## Train, tune, and deploy a custom ML model using Temperature IoT Data Anomaly Detection Algorithm from AWS Marketplace 


This solution is a deep learning-based trainable algorithm, capable of detecting anomalous behavior in temperature data from IoT sensors.



This sample notebook shows you how to train a custom ML model using Temperature IoT Data Anomaly Detection from AWS Marketplace.

> **Note**: This is a reference notebook and it cannot run unless you make changes suggested in the notebook.

#### Pre-requisites:
1. **Note**: This notebook contains elements which render correctly in Jupyter interface.
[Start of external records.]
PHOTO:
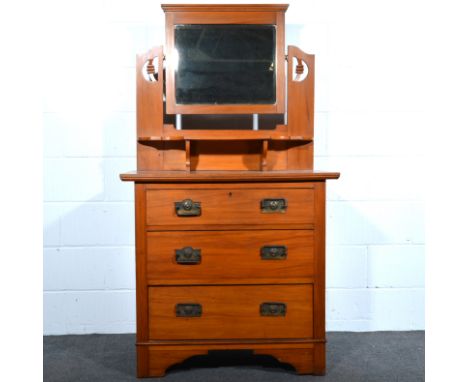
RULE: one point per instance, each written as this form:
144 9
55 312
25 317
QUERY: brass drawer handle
188 255
274 252
188 310
273 309
188 207
269 206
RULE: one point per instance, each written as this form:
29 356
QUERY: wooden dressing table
230 214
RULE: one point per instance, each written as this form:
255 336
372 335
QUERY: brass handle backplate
274 252
188 310
273 309
188 255
269 206
188 207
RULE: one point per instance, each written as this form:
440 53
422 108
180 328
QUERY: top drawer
232 206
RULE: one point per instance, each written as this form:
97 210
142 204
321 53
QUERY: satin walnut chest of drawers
229 211
240 267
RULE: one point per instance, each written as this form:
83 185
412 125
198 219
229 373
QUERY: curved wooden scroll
149 100
301 108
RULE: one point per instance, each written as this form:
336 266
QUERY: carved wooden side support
149 97
301 68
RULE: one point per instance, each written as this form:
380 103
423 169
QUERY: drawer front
175 256
224 312
183 207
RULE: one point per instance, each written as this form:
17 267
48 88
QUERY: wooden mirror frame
271 14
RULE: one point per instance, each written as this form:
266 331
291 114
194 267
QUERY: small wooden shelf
223 135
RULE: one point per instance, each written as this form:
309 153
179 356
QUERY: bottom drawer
217 312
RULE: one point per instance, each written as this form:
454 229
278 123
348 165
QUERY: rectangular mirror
220 64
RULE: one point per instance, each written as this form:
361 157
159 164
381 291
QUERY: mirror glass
225 64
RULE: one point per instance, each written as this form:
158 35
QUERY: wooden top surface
224 7
226 176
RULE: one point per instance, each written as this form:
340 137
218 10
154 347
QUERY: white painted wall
368 123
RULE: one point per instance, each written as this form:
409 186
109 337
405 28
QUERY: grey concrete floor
360 357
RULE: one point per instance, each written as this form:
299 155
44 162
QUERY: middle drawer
222 256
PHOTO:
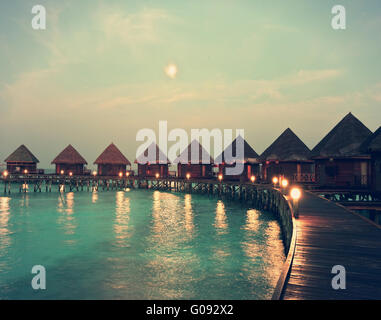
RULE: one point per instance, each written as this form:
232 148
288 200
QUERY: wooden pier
324 235
329 235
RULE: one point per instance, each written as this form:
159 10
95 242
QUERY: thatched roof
288 147
112 155
343 140
249 154
194 153
159 156
69 156
22 154
372 143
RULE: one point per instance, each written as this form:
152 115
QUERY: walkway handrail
277 295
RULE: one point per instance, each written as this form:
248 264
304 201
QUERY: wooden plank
329 235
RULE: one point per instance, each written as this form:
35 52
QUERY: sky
96 75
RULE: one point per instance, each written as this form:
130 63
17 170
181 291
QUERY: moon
171 70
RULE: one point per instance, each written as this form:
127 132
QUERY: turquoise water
136 244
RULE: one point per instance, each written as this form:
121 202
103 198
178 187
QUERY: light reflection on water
137 245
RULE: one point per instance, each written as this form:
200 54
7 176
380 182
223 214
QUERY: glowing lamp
284 183
295 193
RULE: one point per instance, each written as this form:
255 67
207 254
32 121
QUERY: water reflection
67 218
122 218
274 251
171 261
24 201
189 224
220 222
251 220
5 239
94 196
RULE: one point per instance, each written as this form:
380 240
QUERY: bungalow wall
20 167
195 170
111 169
376 171
150 170
343 172
249 170
294 171
76 169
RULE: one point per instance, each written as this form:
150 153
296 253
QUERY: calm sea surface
137 244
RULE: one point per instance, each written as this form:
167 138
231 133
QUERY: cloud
132 28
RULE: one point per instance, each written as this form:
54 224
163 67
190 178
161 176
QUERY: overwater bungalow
112 162
22 161
70 162
372 146
194 162
250 161
153 166
338 160
287 157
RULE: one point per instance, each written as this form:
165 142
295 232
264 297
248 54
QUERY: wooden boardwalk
328 235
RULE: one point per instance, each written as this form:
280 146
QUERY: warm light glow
295 193
171 70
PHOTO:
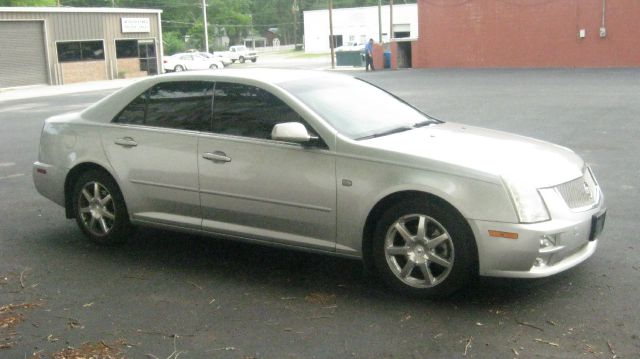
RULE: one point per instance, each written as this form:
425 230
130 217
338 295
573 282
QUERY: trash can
387 59
349 58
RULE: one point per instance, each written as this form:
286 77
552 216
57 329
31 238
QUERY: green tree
27 2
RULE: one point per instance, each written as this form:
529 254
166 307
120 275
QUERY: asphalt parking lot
165 294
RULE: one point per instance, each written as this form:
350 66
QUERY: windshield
356 108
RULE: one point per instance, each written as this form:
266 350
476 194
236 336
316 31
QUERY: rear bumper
49 181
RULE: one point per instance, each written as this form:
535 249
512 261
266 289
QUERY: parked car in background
326 163
219 55
241 54
351 46
190 61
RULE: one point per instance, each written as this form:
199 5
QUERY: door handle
126 142
217 157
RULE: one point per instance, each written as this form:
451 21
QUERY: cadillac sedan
325 163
Open this notebook from an Amazon SageMaker Notebook Instance or Amazon SageMaker Studio.
1. Ensure that IAM role used has **AmazonSageMakerFullAccess**
1. Some hands-on experience using [Amazon SageMaker](https://aws.amazon.com/sagemaker/).
1. To use this algorithm successfully, ensure that:
    1. Either your IAM role has these three permissions and you have authority to make AWS Marketplace subscriptions in the AWS account used: 
        1. **aws-marketplace:ViewSubscriptions**
        1. **aws-marketplace:Unsubscribe**
        1. **aws-marketplace:Subscribe**  
    2. or your AWS account has a subscription to For Seller to update: Temperature IoT Data Anomaly Detection. 

#### Contents:
1. [Subscribe to the algorithm](#1.-Subscribe-to-the-algorithm)
1. [Prepare dataset](#2.-Prepare-dataset)
	1. [Dataset format expected by the algorithm](#A.-Dataset-format-expected-by-the-algorithm)
	1. [Configure and visualize train and test dataset](#B.-Configure-and-visualize-train-and-test-dataset)
	1. [Upload datasets to Amazon S3](#C.-Upload-datasets-to-Amazon-S3)
1. [Train a machine learning model](#3:-Train-a-machine-learning-model)
	1. [Set up environment](#3.1-Set-up-environment)
	1. [Train a model](#3.2-Train-a-model)
1. [Deploy model and verify results](#4:-Deploy-model-and-verify-results)
    1. [Deploy trained model](#A.-Deploy-trained-model)
    1. [Create input payload](#B.-Create-input-payload)
    1. [Perform real-time inference](#C.-Perform-real-time-inference)
    1. [Visualize output](#D.-Visualize-output)
    1. [Calculate relevant metrics](#E.-Calculate-relevant-metrics)
    1. [Delete the endpoint](#F.-Delete-the-endpoint)
1. [Tune your model! (optional)](#5:-Tune-your-model!-(optional))
	1. [Tuning Guidelines](#A.-Tuning-Guidelines)
	1. [Define Tuning configuration](#B.-Define-Tuning-configuration)
	1. [Run a model tuning job](#C.-Run-a-model-tuning-job)
1. [Perform Batch inference](#6.-Perform-Batch-inference)
1. [Clean-up](#7.-Clean-up)
	1. [Delete the model](#A.-Delete-the-model)
	1. [Unsubscribe to the listing (optional)](#B.-Unsubscribe-to-the-listing-(optional))


#### Usage instructions
You can run this notebook one cell at a time (By using Shift+Enter for running a cell).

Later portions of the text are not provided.